Dieser Satz könnte analog zu oben wie folgt analysiert werden:

(2a) S2(m,b)

Mit dieser Analyse, so Davidson, "verwischen wir die logischen Beziehungen zwischen diesen Sätzen", nämlich, dass (2) aus (1) folgt.[3] Im Gegensatz dazu folgt (2a) jedoch nicht aus (1a), dies liegt daran, dass das zweistellige Prädikat S2 keinerlei logische Beziehungen zum fünfstelligen Prädikat S1 aufweist, und es daher auch keine prädikatenlogische Schlussregel gibt, welche den Schluss von (1a) auf (2a) erlaubt.

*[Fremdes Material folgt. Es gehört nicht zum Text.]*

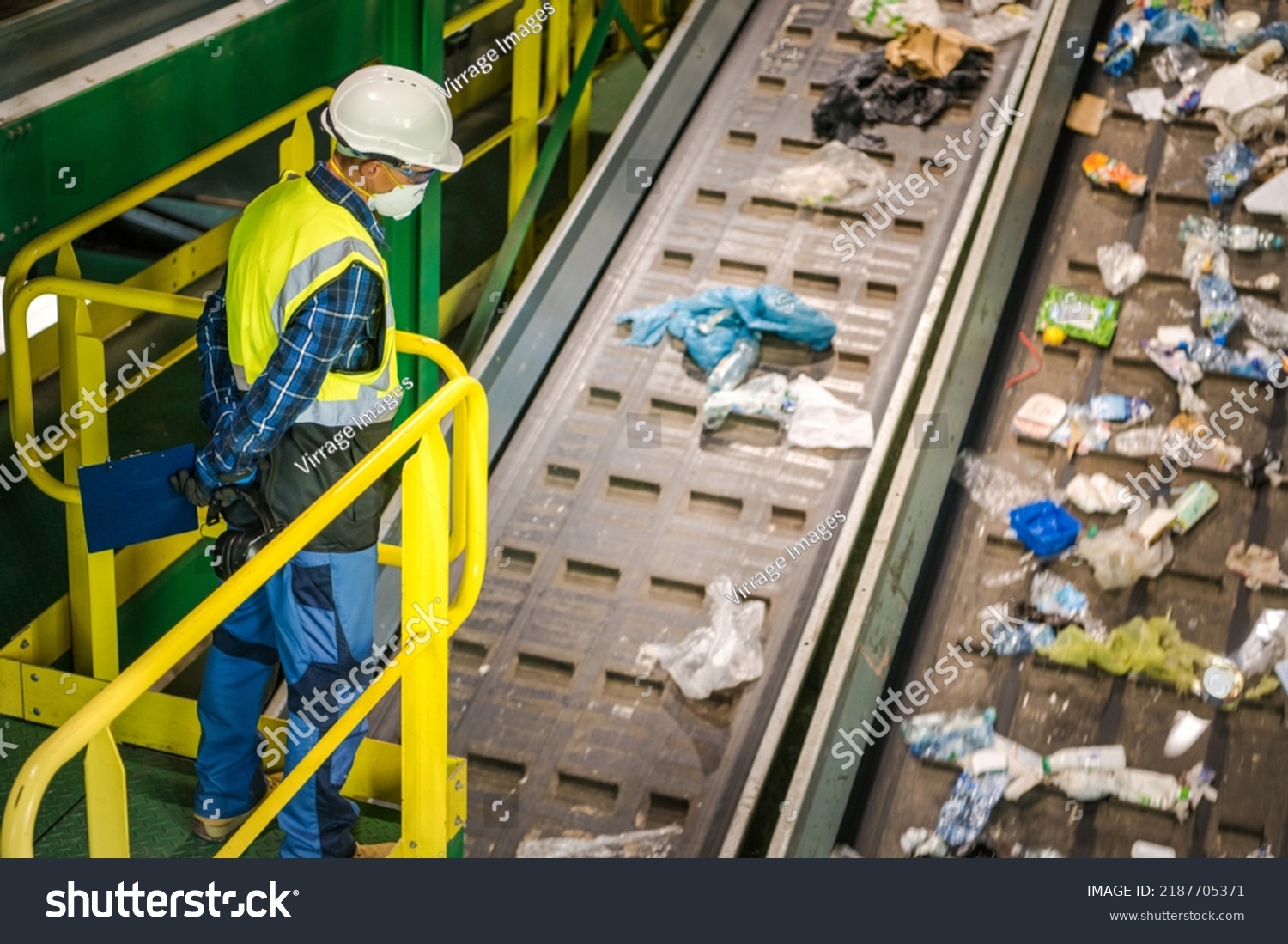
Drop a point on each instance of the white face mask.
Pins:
(398, 203)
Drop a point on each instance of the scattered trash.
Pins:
(646, 844)
(1203, 258)
(927, 52)
(832, 175)
(947, 737)
(1108, 172)
(1140, 787)
(720, 655)
(1236, 88)
(1126, 38)
(765, 396)
(1256, 564)
(1081, 316)
(1220, 308)
(1040, 417)
(963, 817)
(1148, 103)
(1086, 758)
(1121, 267)
(1115, 407)
(1006, 22)
(734, 366)
(920, 843)
(866, 92)
(1267, 647)
(1156, 523)
(1267, 325)
(1045, 528)
(1095, 493)
(1032, 371)
(1270, 200)
(889, 18)
(711, 322)
(1195, 501)
(1087, 115)
(1187, 730)
(1121, 557)
(1182, 64)
(1228, 170)
(1082, 432)
(1023, 639)
(1053, 595)
(823, 422)
(1243, 239)
(1140, 849)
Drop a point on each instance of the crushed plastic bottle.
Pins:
(1126, 38)
(1182, 64)
(1121, 267)
(1267, 325)
(1228, 170)
(1243, 239)
(736, 365)
(1220, 307)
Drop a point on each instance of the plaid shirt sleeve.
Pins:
(337, 329)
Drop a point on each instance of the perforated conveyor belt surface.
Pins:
(608, 542)
(1043, 704)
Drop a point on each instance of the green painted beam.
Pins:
(118, 133)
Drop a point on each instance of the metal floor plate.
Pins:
(605, 542)
(1048, 706)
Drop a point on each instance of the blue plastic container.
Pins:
(1045, 527)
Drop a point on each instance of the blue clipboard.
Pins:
(129, 500)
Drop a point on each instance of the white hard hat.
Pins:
(396, 115)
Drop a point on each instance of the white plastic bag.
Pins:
(823, 422)
(889, 18)
(834, 175)
(720, 655)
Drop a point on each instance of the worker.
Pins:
(299, 379)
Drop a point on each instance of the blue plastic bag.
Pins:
(713, 322)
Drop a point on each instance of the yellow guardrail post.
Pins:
(90, 577)
(424, 603)
(464, 397)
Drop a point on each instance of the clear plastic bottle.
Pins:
(1239, 237)
(1228, 170)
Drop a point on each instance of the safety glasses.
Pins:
(414, 177)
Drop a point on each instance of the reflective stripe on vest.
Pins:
(290, 242)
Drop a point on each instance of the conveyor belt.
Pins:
(1048, 706)
(602, 547)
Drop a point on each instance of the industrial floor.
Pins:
(1046, 706)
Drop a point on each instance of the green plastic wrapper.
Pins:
(1148, 647)
(1081, 316)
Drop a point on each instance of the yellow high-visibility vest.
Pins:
(289, 244)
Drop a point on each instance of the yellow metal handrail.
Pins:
(425, 514)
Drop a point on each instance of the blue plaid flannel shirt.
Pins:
(337, 329)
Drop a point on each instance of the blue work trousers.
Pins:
(316, 616)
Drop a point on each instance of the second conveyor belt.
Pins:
(605, 539)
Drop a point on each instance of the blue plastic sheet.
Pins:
(710, 324)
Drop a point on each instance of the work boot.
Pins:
(219, 830)
(376, 850)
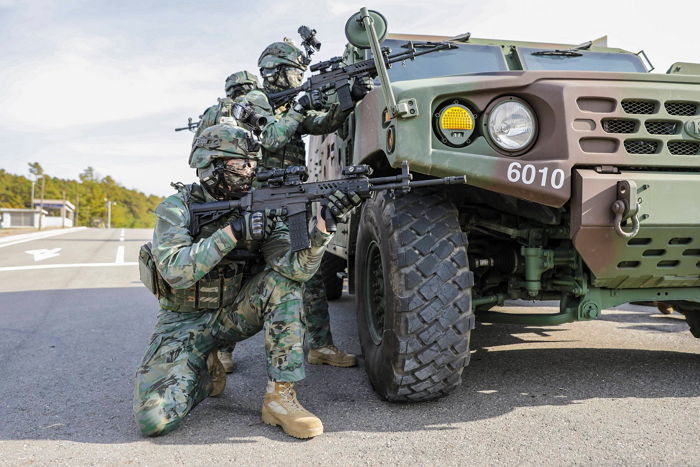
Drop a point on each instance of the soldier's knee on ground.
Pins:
(153, 419)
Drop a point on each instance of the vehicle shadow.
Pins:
(68, 358)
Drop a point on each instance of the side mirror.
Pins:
(356, 33)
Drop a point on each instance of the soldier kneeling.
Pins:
(236, 277)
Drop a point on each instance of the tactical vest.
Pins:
(216, 289)
(293, 153)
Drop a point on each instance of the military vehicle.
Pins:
(582, 186)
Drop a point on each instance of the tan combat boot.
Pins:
(216, 373)
(226, 359)
(281, 408)
(331, 355)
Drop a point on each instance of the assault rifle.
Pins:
(287, 193)
(334, 74)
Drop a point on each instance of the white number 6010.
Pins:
(528, 175)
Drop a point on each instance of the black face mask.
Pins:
(284, 78)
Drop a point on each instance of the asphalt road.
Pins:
(624, 389)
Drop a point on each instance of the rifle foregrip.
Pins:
(344, 96)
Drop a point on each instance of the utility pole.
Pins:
(77, 210)
(109, 212)
(41, 203)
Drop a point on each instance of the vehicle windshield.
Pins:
(579, 60)
(465, 58)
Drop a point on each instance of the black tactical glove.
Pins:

Es gibt eine zweite Möglichkeit, (2) zu formalisieren, bei der der Satz "als elliptische Formulierung für "Müller schmierte das Brötchen irgendwo mit irgendetwas irgendwann""[4] aufgefasst würde:

(2b) \exists x \exists y \exists z S_1(m,b,x,y,z)

Bei dieser Formalisierung bleibt die Folgerungsbeziehung zwischen (1) und (2) erhalten, den (2b) folgt aus (1a), insbesondere deswegen weil in beiden Formalisierungen dasselbe Prädikat (S2) verwendet wird. Das Problem bei diesem Vorgehen ist jedoch, "dass wir niemals sicher sein könnten, wie viele Reservestellen bei jedem Handlungsprädikat mitgeliefert werden müssten."[5]. Es ist möglich, zu (1) noch weitere adverbiale Bestimmungen hinzuzufügen (etwa die Bestimmung "indem er es zwischen den Zehen seines linken Fußes hielt"). Für eine einheitliche Formalisierung müsste das Prädikat, das "schmieren" formalisieren soll, eine zusätzliche Stelle für jede solche adverbiale Bestimmung aufweisen, und es erscheint problematisch, die genaue Anzahl aller möglichen Bestimmungen anzugeben.

Davidsons Lösung

Davidson macht die Beobachtung, dass kein analoges Problem auftritt, "[w]enn ich sage, ich habe ein Haus in der Innenstadt gekauft, das vier Schlafzimmer hat, zwei offene Kamine und in der Küche einen Kronleuchter aus Glas", hier kann man offenbar "immer weitere Einzelheiten hinzufügen".[6] Die logische Form dieses Satzes ist: "Es gibt ein Haus derart, dass ich es gekauft habe, es liegt in der Innenstadt, es hat vier Schlafzimmer ..." also:

(3)\exists x (H(x) \and G(x,k) \and I(x))

wobei H für "... ist ein Haus" steht, "G" für "--- hat ... gekauft", k für mich und I für "... liegt in der Innenstadt". Die einzelnen Relativsätze erscheinen hier als Konjunkte in der Existenzaussage und hier ist es erlaubt, bei Bedarf beliebig viele hinzuzufügen.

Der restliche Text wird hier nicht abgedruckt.